As with all analyses based on economic models, this evaluation has a number of limitations. First, the hierarchical nature of the model can lead to an underestimation of the number of vertebral and other fractures. However, an adjustment function was introduced to correct for the omitted lower hierarchy fractures. Second, there is uncertainty in the duration of treatment “offset time”—the duration of fracture reduction benefit after treatment discontinuation. While the duration of the offset time was based on clinical evidence [36], it is not possible to precisely quantify the duration of the offset time. This assumption was tested through scenario analyses. Third, there is uncertainty in the duration of excess mortality following fracture. This uncertainty was also tested in scenario analyses, with results showing that romosozumab/alendronate remained cost-effective in all cases. Fourth, international data were used where appropriate local data were not available. These included HRQoL loss due to fracture, the baseline age of the population, and RRs used to adjust general population fracture rates for fracture history and BMD. Fifth, the efficacy of romosozumab sequenced to risedronate (included as a scenario analysis) assumed that the additional fracture reduction benefit of romosozumab/risedronate versus risedronate was equivalent to that of romosozumab/alendronate versus alendronate. However, this cannot be confirmed in the absence of direct RCT evidence. In addition, the lack of real-world persistence data for romosozumab and comparators is an inherent limitation of the analysis. Finally, the model extrapolated the efficacy data for romosozumab/alendronate versus alendronate observed in the ARCH trial over the 5-year treatment period.

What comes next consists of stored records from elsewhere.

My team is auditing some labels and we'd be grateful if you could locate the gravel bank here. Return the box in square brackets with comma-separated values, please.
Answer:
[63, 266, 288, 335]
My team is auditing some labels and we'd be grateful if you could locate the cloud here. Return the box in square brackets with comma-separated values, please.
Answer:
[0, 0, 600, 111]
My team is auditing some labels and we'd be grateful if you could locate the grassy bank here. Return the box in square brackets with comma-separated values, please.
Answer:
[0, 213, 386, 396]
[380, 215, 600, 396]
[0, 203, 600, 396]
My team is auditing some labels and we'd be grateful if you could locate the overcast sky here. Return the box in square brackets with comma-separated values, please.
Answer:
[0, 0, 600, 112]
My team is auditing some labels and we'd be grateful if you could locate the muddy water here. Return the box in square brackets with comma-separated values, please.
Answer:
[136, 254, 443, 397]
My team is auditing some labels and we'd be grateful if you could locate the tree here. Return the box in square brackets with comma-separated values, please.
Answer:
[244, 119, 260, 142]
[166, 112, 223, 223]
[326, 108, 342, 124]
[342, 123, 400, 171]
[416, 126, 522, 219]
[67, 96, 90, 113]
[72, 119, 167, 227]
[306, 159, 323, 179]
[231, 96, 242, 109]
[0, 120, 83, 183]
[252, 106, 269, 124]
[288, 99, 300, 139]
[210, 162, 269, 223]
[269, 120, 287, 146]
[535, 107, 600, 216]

Despite the limitations, this analysis provides clear evidence of the cost-effectiveness of romosozumab sequenced to alendronate versus alendronate and risedronate alone, with results that are robust to alternative deterministic and scenario analyses. There are several areas where further research is required to facilitate future cost-effectiveness analyses of romosozumab and osteoporosis treatments in general. Research is required to quantify the fracture reduction efficacy of romosozumab sequenced to an antiresorptive agent beyond the duration observed in the ARCH trial. Furthermore, osteoporosis models usually lack empirical data on the duration of fracture reduction benefit after treatment cessation. In this analysis, although romosozumab/alendronate remained cost-effective when the treatment offset time was reduced to 1 year, the number of fractures avoided versus antiresorptive agents alone was reduced, resulting in a positive ICUR of $9408 versus alendronate. Considering that results are sensitive to treatment offset time, further research in this area would help reduce this uncertainty. Third, research into the real-world persistence associated with romosozumab and subsequent antiresorptive treatment is needed. Given its longer dosing interval, it is likely that the persistence of romosozumab would be superior to that of oral alendronate and risedronate [47]. However, quantification of this persistence is required to inform economic analyses. Additionally, local data sources are required to inform the model, specifically around HRQoL. Canadian-specific HRQoL following fracture was estimated by Tarride et al. [39]; however, the population was restricted to patients in long-term care or receiving home care. Although these data were not used to inform the base case, they were tested in a scenario analysis. As such, further local evidence would improve the generalizability of future economic analyses of osteoporosis therapies in Canada and settings with close similarities in their health system such as the UK, Australia, and Western Europe. Lastly, further research on the effectiveness of treatment in other populations (i.e., male osteoporosis, patients with secondary forms of osteoporosis) could inform the potential to extrapolate the results of this analysis.